Nevertheless, as an exercise, let's try to plot out the decision boundary using just the 2 daily times features!

In [None]:
def plotBoundary(x,classifier):
    x1_max = np.max(x['Daily Time Spent on Site']) + 1
    x1_min = np.min(x['Daily Time Spent on Site']) - 1
    x2_max = np.max(x['Daily Internet Usage']) + 1
    x2_min = np.min(x['Daily Internet Usage']) - 1

    xx1,xx2 = np.meshgrid( np.arange(x1_min,x1_max,0.1), np.arange(x2_min, x2_max,0.1))
    features = np.array([xx1.ravel(), xx2.ravel()]).T
    predictions = classifier.predict(features).reshape(xx1.shape)
    plt.contour(xx1,xx2,predictions);

In [None]:
plotBoundary(x,pipe)
sns.scatterplot(x = 'Daily Time Spent on Site', y = 'Daily Internet Usage', data = x_test, hue = y_test);

As expected, we managed to capture most of the points, except for the outliers mentioned previously.

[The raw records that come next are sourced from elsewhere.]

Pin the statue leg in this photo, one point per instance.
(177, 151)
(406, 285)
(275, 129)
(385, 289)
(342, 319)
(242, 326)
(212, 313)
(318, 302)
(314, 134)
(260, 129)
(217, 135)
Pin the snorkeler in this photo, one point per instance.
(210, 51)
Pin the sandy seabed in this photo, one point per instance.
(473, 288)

The linear decision boundary appears to be a pretty good fit!

### Classification (KNN)

Let's try to use the K Nearest Neighbors Classifier this time!

In [None]:
from sklearn.neighbors import KNeighborsClassifier
from sklearn.model_selection import GridSearchCV

In [None]:
pipe2 = Pipeline([
    ('scaler', StandardScaler()),
    ('clf', KNeighborsClassifier())
])

param_grid = {
    'clf__n_neighbors': list(range(5,55,5))
}

grid = GridSearchCV(pipe2, param_grid = param_grid, cv = 5)


In [None]:
grid.fit(x_train,y_train)

In [None]:
print(grid.best_params_)
print(grid.best_score_)

Looks like 25 neighbors is the best choice out of the given range! 

In [None]:
y_pred2 = grid.predict(x_test)
print(cm(y_test,y_pred2))
print(cr(y_test,y_pred2))

In [None]:
plotBoundary(x,grid)
sns.scatterplot(x = 'Daily Time Spent on Site', y = 'Daily Internet Usage', data = x_test, hue = y_test);

That's a cool-looking boundary =) But unfortunately, this has caused us to miss out some points near the boundary (compare this against the logistic regression case and we see that there are a few orange points very close to the boundary; they were classified correctly previously, but now they are incorrectly classified)

Overall, I think this is a pretty kind dataset because we didn't need to do any data cleaning, and some features were already strongly correlated so it was pretty easy to pick out the important ones! Hope you enjoyed the read!